Logo BeritaSatu

Alex Noerdin Ditetapkan Jadi Tersangka Korupsi Dana Hibah

Rabu, 22 September 2021 | 21:03 WIB
Oleh : Bayu Marhaenjati / YUD

Jakarta, Beritasatu.com - Kejaksaan Tinggi Sumatera Selatan, menetapkan mantan Gubernur Sumatera Selatan Alex Noerdin, sebagai tersangka terkait kasus dugaan korupsi pemberian dana hibah pembangunan Masjid Sriwijaya Palembang, hari ini, Rabu (27/9/2021).

Selain Alex Noerdin, Muddai Madang selaku Bendahara Yayasan Wakaf Masjid Sriwijaya Palembang, dan mantan Kepala Badan Pengelolaan Keuangan dan Aset Daerah Sumatera Selatan Laonma Pasindak Lumban Tobing, juga turut dijadikan tersangka dalam kasus yang sama.

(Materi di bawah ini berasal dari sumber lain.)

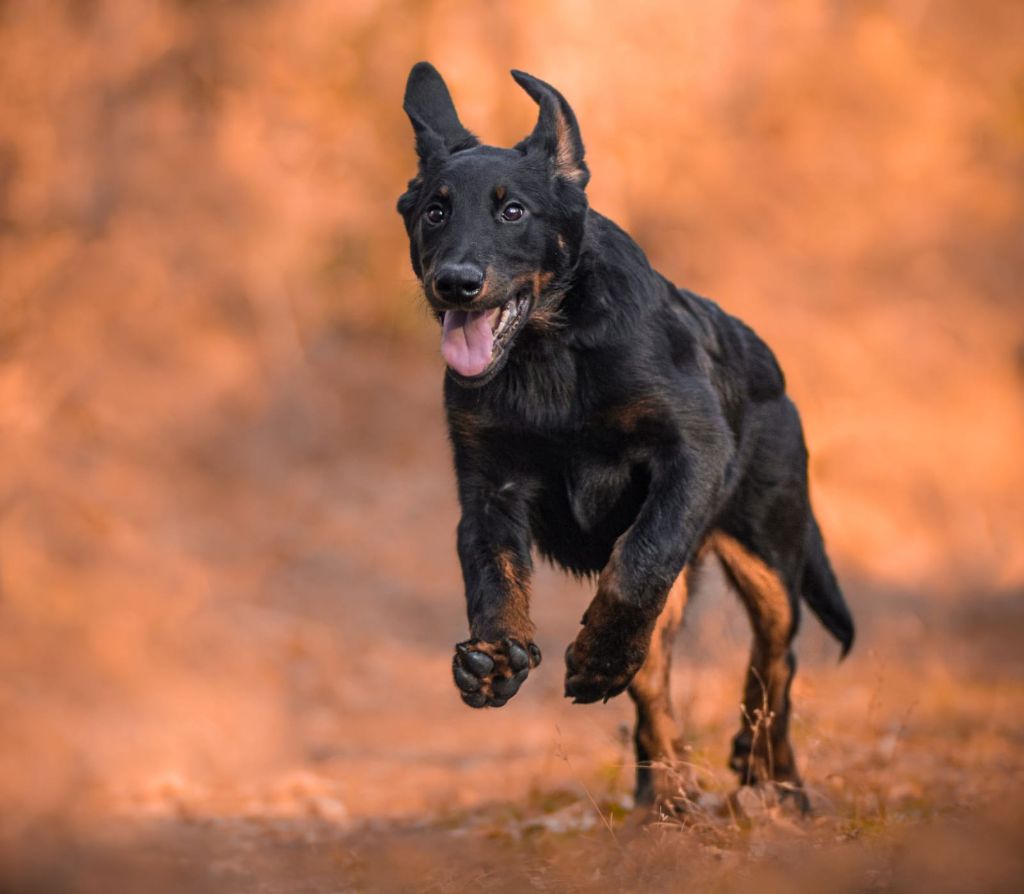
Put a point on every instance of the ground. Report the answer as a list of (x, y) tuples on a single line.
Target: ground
[(297, 728)]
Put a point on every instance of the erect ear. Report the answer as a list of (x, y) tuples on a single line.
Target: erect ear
[(429, 107), (557, 132)]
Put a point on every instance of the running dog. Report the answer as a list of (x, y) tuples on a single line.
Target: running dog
[(615, 424)]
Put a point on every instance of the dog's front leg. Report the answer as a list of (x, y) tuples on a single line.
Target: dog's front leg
[(494, 549), (644, 563)]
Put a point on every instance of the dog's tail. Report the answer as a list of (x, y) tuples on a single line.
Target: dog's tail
[(820, 590)]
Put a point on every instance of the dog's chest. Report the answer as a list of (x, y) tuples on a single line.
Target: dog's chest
[(602, 491)]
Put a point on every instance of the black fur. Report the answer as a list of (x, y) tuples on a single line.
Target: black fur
[(625, 423)]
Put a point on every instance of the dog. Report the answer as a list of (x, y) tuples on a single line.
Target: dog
[(612, 423)]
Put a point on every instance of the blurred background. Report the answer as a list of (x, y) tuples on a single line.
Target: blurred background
[(227, 575)]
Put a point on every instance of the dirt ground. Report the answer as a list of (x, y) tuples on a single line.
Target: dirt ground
[(308, 737), (228, 590)]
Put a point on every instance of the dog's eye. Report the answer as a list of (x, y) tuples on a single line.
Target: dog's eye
[(434, 214), (513, 211)]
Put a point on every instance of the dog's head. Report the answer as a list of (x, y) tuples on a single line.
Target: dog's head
[(494, 232)]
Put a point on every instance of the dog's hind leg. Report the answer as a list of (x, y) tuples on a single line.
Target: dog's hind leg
[(761, 751), (658, 778)]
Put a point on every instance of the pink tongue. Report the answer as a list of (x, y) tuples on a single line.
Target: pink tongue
[(468, 340)]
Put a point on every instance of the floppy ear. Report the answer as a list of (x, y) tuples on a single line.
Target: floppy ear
[(557, 132), (429, 107)]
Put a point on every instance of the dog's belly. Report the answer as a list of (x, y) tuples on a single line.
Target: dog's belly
[(582, 513)]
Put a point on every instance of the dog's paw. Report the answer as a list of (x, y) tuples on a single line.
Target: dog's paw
[(594, 674), (487, 674)]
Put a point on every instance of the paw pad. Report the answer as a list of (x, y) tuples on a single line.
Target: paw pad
[(487, 674)]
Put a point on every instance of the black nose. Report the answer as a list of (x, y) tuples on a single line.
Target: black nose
[(458, 282)]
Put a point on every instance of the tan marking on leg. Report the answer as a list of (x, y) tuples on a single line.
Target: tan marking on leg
[(766, 707), (515, 608), (659, 777)]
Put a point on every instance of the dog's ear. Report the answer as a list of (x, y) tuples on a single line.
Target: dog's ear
[(429, 107), (557, 132)]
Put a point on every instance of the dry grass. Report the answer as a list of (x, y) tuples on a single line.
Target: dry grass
[(227, 583)]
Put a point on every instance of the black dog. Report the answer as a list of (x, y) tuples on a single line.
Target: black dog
[(617, 424)]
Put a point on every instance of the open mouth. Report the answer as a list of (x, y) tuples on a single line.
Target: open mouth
[(474, 342)]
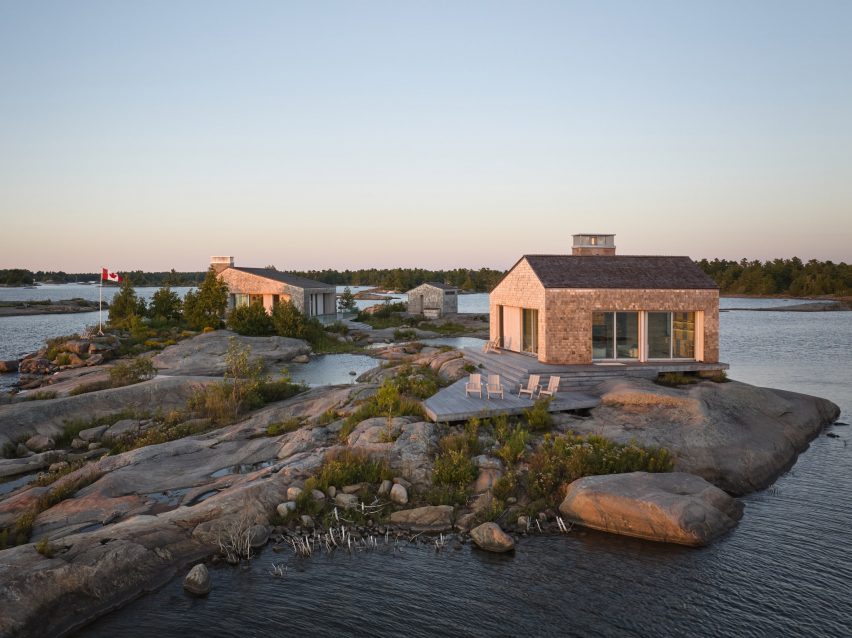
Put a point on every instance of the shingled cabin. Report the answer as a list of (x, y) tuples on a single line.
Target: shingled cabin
[(594, 306), (270, 287)]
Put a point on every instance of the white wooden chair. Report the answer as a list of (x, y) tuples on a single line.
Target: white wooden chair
[(474, 384), (532, 386), (552, 387), (494, 386)]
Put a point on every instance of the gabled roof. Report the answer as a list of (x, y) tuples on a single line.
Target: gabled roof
[(435, 284), (283, 277), (619, 271)]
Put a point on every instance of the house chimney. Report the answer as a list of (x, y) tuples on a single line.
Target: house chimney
[(221, 263), (593, 244)]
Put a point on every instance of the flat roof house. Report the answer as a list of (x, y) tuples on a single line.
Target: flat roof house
[(594, 306), (433, 299), (270, 287)]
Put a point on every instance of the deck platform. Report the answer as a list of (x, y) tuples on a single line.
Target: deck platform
[(451, 404)]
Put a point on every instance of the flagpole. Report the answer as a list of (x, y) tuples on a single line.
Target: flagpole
[(100, 304)]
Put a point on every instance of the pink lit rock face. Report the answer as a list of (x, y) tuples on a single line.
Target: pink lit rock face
[(671, 507)]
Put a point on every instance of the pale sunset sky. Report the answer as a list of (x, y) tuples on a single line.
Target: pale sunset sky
[(317, 134)]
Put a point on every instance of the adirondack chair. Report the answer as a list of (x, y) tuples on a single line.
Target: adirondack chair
[(532, 386), (552, 387), (474, 384), (494, 386), (492, 346)]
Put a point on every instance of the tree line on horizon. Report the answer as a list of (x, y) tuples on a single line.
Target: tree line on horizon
[(745, 277)]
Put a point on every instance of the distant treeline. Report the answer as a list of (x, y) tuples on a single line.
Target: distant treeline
[(402, 279), (780, 277), (22, 277), (777, 277)]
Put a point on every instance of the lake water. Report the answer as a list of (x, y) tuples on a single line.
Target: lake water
[(786, 570)]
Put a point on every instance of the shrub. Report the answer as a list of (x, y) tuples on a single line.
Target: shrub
[(347, 467), (62, 359), (133, 371), (674, 379), (538, 417), (514, 446), (287, 321), (165, 305), (125, 306), (453, 468), (562, 459), (283, 427), (251, 320)]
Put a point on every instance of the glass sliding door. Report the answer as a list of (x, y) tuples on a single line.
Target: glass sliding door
[(603, 335), (615, 335), (659, 335), (626, 335), (683, 331), (530, 331)]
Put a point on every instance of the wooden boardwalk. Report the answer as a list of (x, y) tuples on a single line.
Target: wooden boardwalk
[(451, 404)]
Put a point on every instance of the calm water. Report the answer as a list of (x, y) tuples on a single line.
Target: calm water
[(785, 571)]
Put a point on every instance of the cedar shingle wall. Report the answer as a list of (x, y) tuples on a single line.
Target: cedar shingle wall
[(569, 317), (520, 288), (565, 316)]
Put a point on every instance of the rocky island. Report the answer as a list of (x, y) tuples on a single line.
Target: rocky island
[(117, 490)]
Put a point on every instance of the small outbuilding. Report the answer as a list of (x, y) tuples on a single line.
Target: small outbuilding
[(433, 300), (270, 287)]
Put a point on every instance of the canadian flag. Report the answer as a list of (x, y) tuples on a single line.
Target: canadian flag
[(106, 275)]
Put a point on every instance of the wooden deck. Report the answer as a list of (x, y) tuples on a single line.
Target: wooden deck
[(451, 404)]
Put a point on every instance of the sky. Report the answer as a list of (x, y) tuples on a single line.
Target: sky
[(317, 134)]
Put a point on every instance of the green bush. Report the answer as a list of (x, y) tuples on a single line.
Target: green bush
[(283, 427), (132, 371), (562, 459), (251, 320), (453, 468), (538, 417), (348, 467), (513, 446), (165, 306)]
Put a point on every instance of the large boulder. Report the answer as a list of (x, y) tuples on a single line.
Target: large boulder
[(430, 518), (737, 436), (198, 582), (204, 355), (669, 507), (491, 538)]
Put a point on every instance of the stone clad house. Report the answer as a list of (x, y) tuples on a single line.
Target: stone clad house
[(594, 306), (433, 300), (270, 287)]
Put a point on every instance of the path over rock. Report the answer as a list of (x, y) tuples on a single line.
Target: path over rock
[(671, 507), (204, 355)]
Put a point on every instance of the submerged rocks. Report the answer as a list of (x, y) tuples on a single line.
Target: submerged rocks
[(670, 507), (431, 518), (198, 582), (491, 538)]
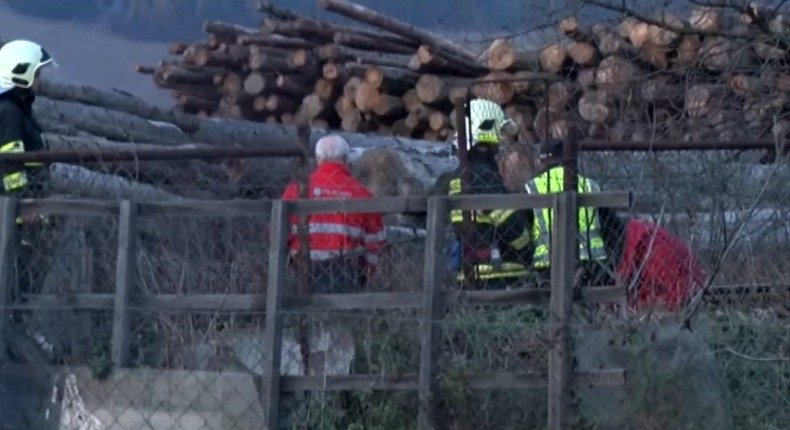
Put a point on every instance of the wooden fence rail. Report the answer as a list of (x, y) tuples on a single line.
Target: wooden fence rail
[(431, 302)]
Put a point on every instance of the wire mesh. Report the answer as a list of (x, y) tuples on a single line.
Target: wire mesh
[(201, 365)]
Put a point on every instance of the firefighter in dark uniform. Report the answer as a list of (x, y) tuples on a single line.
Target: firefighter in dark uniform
[(20, 64), (501, 247)]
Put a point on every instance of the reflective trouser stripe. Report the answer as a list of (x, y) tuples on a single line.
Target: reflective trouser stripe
[(16, 180)]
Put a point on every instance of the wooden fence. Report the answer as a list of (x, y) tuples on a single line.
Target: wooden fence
[(430, 302)]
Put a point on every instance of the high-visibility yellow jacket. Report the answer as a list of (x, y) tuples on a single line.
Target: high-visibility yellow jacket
[(19, 132), (506, 230), (591, 244)]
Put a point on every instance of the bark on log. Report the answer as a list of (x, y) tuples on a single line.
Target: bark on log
[(368, 16), (438, 121), (411, 100), (389, 106), (352, 121), (585, 78), (663, 35), (302, 59), (275, 41), (193, 103), (594, 107), (366, 97), (705, 19), (257, 82), (234, 59), (583, 54), (553, 58), (688, 51), (561, 94), (102, 122), (501, 55), (570, 27), (270, 63), (544, 118), (655, 55), (700, 99), (118, 101), (350, 88), (326, 89), (395, 81), (426, 159), (499, 92), (428, 59), (178, 48), (295, 85), (327, 30), (615, 75), (747, 86), (314, 107), (719, 54), (220, 27), (344, 107), (180, 75), (370, 44), (180, 176), (280, 104)]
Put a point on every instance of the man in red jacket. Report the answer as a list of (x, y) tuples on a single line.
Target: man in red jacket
[(660, 270), (344, 247)]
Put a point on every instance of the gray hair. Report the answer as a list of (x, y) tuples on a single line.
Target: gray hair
[(332, 148)]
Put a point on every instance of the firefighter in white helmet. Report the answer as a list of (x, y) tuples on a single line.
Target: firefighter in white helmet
[(21, 62), (500, 249)]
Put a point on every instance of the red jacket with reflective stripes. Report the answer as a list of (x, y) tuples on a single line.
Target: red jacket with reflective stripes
[(670, 273), (354, 235)]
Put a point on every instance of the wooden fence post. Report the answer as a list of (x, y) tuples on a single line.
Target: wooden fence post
[(275, 300), (563, 268), (125, 275), (432, 307), (8, 208)]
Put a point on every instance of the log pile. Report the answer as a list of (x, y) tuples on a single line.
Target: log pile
[(711, 75), (87, 120)]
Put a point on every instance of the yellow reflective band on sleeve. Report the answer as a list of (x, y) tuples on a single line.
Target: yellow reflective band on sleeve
[(499, 216), (13, 146), (15, 181), (455, 186)]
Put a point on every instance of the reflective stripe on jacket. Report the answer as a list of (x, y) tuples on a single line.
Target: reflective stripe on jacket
[(19, 132), (338, 235), (494, 218), (591, 245)]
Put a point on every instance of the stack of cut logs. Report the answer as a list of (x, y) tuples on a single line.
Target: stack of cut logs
[(712, 76)]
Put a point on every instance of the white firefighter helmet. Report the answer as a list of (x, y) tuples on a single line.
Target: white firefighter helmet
[(486, 121), (19, 62)]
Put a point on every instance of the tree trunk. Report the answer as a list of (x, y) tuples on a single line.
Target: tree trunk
[(116, 100), (553, 58), (394, 81), (370, 17), (594, 108), (430, 60), (501, 55), (499, 92), (371, 44)]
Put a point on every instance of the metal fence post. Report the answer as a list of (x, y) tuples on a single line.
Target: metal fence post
[(563, 268), (275, 300), (8, 207), (124, 283), (434, 271)]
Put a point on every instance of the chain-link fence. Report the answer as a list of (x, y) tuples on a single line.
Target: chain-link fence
[(197, 344)]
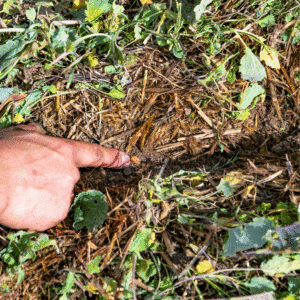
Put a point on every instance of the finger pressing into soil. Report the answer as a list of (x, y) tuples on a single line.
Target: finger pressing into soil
[(92, 155)]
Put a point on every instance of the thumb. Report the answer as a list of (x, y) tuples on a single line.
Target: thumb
[(93, 155)]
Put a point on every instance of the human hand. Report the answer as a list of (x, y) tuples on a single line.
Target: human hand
[(38, 174)]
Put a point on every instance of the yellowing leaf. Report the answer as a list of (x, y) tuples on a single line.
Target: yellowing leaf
[(92, 61), (270, 57), (234, 178), (78, 4), (91, 288), (290, 297), (166, 210), (135, 160), (248, 190), (18, 118), (205, 266), (146, 2)]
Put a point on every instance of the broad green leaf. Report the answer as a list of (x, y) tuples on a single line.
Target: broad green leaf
[(225, 188), (109, 284), (25, 107), (63, 37), (200, 9), (11, 49), (145, 269), (112, 70), (11, 7), (266, 21), (295, 32), (96, 8), (93, 266), (251, 68), (5, 93), (117, 94), (294, 285), (260, 284), (23, 246), (231, 77), (284, 237), (247, 237), (90, 210), (137, 32), (92, 61), (281, 264), (253, 91), (142, 241), (31, 14)]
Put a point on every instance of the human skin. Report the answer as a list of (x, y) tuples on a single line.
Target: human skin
[(38, 174)]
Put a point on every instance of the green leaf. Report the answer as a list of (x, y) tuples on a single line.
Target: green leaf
[(50, 88), (137, 32), (251, 68), (200, 9), (145, 269), (31, 14), (30, 100), (66, 289), (260, 285), (225, 188), (117, 94), (11, 7), (90, 210), (11, 49), (21, 275), (248, 237), (141, 241), (281, 264), (110, 285), (231, 77), (112, 70), (63, 37), (96, 8), (253, 91), (22, 247), (93, 266), (294, 285), (5, 93), (267, 21)]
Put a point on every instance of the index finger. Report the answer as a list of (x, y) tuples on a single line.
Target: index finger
[(93, 155)]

"Kejaksaan Tinggi Sumatera Selatan, menetapkan tiga orang tersangka terkait tindak pidana korupsi pemberian dana hibah dari dana APBD Provinsi Sumatera Selatan tahun 2015 dan 2017 kepada Yayasan Wakaf Masjid Sriwijaya Palembang, dalam pembangunan Masjid Sriwijaya Palembang," ujar Kepala Pusat Penerangan Hukum Kejaksaan Agung Leonard Eben Ezer Simanjuntak, Rabu (22/9/2021).

Dikatakan Leonard, Alex Noerdin ditetapkan sebagai tersangka berdasarkan Surat Perintah Penyidikan Kepala Kejaksaan Tinggi Sumatera Selatan Nomor: PRINT-01/L.6/Fd.1/01/2021, tanggal 22 Januari 2021 juncto Surat Perintah Penyidikan Kepala Kejaksaan Tinggi Sumatera Selatan Nomor: PRINT-14/L.6/Fd.1/09/2021, tanggal 22 September 2021, dan Surat Penetapan Tersangka Nomor: TAP-11/L.6/fd.1/09/2021, tanggal 22 September 2021.

"MM selaku mantan Bendahara Yayasan Wakaf Masjid Sriwijaya Palembang, berdasarkan Surat Perintah Penyidikan Kepala Kejaksaan Tinggi Sumatera Selatan Nomor: PRINT-01/L.6/Fd.1/01/2021, tanggal 22 Januari 2021 juncto Surat Perintah Penyidikan Kepala Kejaksaan Tinggi Sumatera Selatan Nomor: PRINT-15/L.6/Fd.1/09/2021, tanggal 22 September 2021 dan Surat Penetapan Tersangka Nomor: TAP-12/L.6/fd.1/09/2021 tanggal 22 September 2021," ungkapnya.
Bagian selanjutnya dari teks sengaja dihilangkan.